Дорофеев обнял отца. Прежде между ними не было особой ласковости, но сейчас крепко обнялись.
— А может, остаться? Может, обойдется?
— На построение храмов жертвовал, а в божьи чудеса никогда не верил, — усмехнулся отец. — Ничего, кое-какие знакомые люди в городе еще остались. Помогут к нынешней жизни приспособиться.
Так и уехал Дорофеев в город. И приспособился, и на завод попал, и специальность токаря получил.

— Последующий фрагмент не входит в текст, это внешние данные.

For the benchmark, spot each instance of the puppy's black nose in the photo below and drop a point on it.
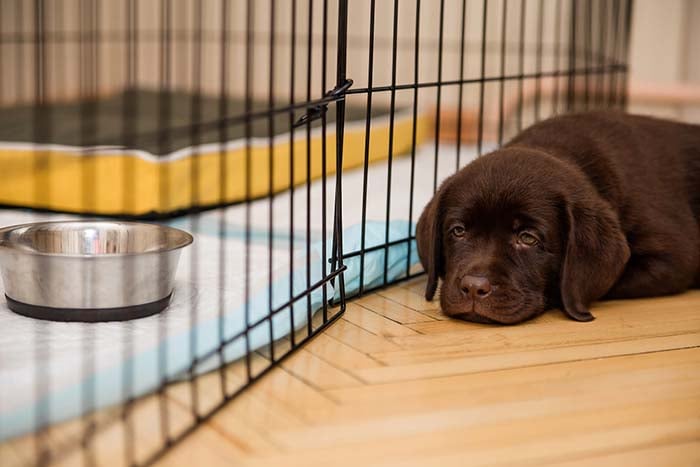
(475, 287)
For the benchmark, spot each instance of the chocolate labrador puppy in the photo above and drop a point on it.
(574, 209)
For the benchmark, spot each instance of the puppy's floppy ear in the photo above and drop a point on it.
(429, 240)
(594, 257)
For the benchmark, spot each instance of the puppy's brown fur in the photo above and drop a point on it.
(612, 201)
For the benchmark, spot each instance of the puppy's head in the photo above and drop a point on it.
(517, 231)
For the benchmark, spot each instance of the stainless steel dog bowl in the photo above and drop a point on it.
(89, 270)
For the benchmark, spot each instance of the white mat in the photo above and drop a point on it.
(204, 301)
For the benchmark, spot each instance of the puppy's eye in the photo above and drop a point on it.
(457, 231)
(527, 239)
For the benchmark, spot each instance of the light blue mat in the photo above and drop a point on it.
(171, 359)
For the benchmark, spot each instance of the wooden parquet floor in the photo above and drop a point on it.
(395, 383)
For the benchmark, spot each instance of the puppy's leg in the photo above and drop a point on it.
(650, 276)
(659, 267)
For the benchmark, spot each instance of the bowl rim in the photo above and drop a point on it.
(186, 239)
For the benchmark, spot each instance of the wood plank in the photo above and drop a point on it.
(317, 372)
(482, 442)
(358, 338)
(375, 323)
(392, 310)
(339, 354)
(481, 363)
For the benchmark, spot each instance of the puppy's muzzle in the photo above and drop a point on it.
(475, 287)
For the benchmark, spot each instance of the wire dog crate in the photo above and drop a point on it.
(298, 141)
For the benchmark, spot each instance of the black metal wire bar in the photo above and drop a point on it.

Сейчас, шагая по вечерней улице, припомнил они то, как ехал в поезде, как напротив сидела разбитная краснощекая девушка и как рассказывала на весь вагон:
— С кулачьем у нас в районе начисто покончено. Колхоз организовали — «Красный пахарь». Два трактора получили. Очень интересная предполагается жизнь!
Вспомнив об этой девушке, Дорофеев круто остановился. Ему показалось вдруг, что лицом она была похожа на Власову. И тут же спросил себя:
— А что, если попробовать?.. Вызвать и припугнуть, с глазу на глаз поговорить, без Тихомирова...

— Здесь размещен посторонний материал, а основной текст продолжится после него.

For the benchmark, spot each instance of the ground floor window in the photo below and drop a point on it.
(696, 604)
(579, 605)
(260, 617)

Свернув на набережную, двинулся в сторону заводского жилмассива. Пришел в общежитие. Постучал. Не дождавшись ответа, начал стучать все сильнее.
— Чего дверь ломаешь? Дома их нет, — вышла на стук Тася Зверева, соседка и подруга Власовой.
— Где же они?
— Не иначе — вышли тебя встречать, — фыркнула Зверева.
Она всего только на год была старше Власовой, но сильно от нее отличалась: имела склонность к полноте, двигалась лениво и смеялась по-особенному — беззвучно, запрокидывая голову.
— Ты зубы не скаль! — отрезал Дорофеев. — Как бы плакать не пришлось.
— Не собираюсь. Никакого не имею желания.
— Иногда и без желания слезы катятся.
— Слезы? Что хочешь этим сказать?
Дорофеев пристально посмотрел на Звереву:
— Сказал бы... Нет, не буду тебе настроение портить.
При всей своей неторопливости, даже сонливости, Зверева отличалась любопытством.
— А ну, скажи!..
Кончилось тем, что Дорофеев позволил себя уговорить. И когда, отведя Звереву в темную сторону коридора, сказал ей что-то вполголоса, она руками замахала:
— Врешь! Не поверю, чтобы Ольга...
— Не хочешь — не верь. Смотри только, чтобы потом на тебя подозрения не было. Как-никак подруга. Не могла не знать.
— Ничего я не знаю!
— Теперь ты знаешь, Зверева. А это тебе не шуточки — народ в заблуждение вводить!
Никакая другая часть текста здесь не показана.